Using the headline Pictures that please us, Lucy Danziger, editor-in-chief of the women’s health magazine Self openly admits and defends her magazine’s
retouching transformation of singer Kelly Clarkson for their cover. Before you read on look at this page to see images of what Ms Clarkson looks like on the cover and in reality.
It’s worthwhile to quote in a bit of length: “Kelly has this amazing spirit, the kind of joie de vivre that certain people possess that makes you want to stand closer to them, hoping that you can learn what they know. In this case, you get the feeling Kelly has not let fame spoil her, but also that she was just born confident, with a generosity of spirit that is all about others and rarely about herself. She is, like her music, giving and strong and confident and full of gusto. Did we alter her appearance? Only to make her look her personal best. Did we publish an act of fiction? No. Not unless you think all photos are that. But in the sense that Kelly is the picture of confidence, and she truly is, then I think this photo is the truest we have ever put out there on the newsstand. I love her spirit and her music and her personality that comes through in our interview in SELF. She is happy in her own skin, and she is confident in her music, her writing, her singing, her performing. That is what we all relate to. Whether she is up or down in pounds is irrelevant (and to set the record straight, she works out and does boot-camp-style training, so she is as fit as anyone else we have featured in SELF). Kelly says she doesn’t care what people think of her weight. So we say: That is the role model for the rest of us.” (my emphasis)

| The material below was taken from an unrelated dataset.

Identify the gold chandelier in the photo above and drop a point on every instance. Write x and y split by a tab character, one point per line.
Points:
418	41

So first of all, Self decides what Ms Clarkson’s personal best is, regardless of whether that’s achievable or desired. Nice. Second, “whether she is up or down in pounds” is very much relevant. The fact that the singer in fact is perfectly happy with her body, regardless of whether it conforms to the kinds of standards that Self pushes, is what sets her apart from many other people in the entertainment industry. Making her morph into something else while claiming it makes her look “her personal best” is not only insulting for Ms Clarkson, but also for all women who do not conform to the beauty ideals the magazine is pushing (in part so that the advertizers can sell their beauty products).
In the article inside the magazine Ms Clarkson says “When people talk about my weight, I’m like, ‘You seem to have a problem with it; I don’t. I’m fine!”’ (quote found here) The irony, of course, is that the very magazine that published the interview in fact had a problem with her weight and changed it for their cover.
How this all is supposed “to inspire women to want to be their best” - as Ms Danziger claims in her post - frankly escapes me.
But I have an idea. A good way to start is to read the justification of the Photoshopping carefully: “This is art, creativity and collaboration. It’s not, as in a news photograph, journalism.” If that’s true for the images, one would have to assume it’s true for the rest of the magazine. “It’s not, as in a news photograph, journalism.” So women with an interest in health issues might want to look elsewhere.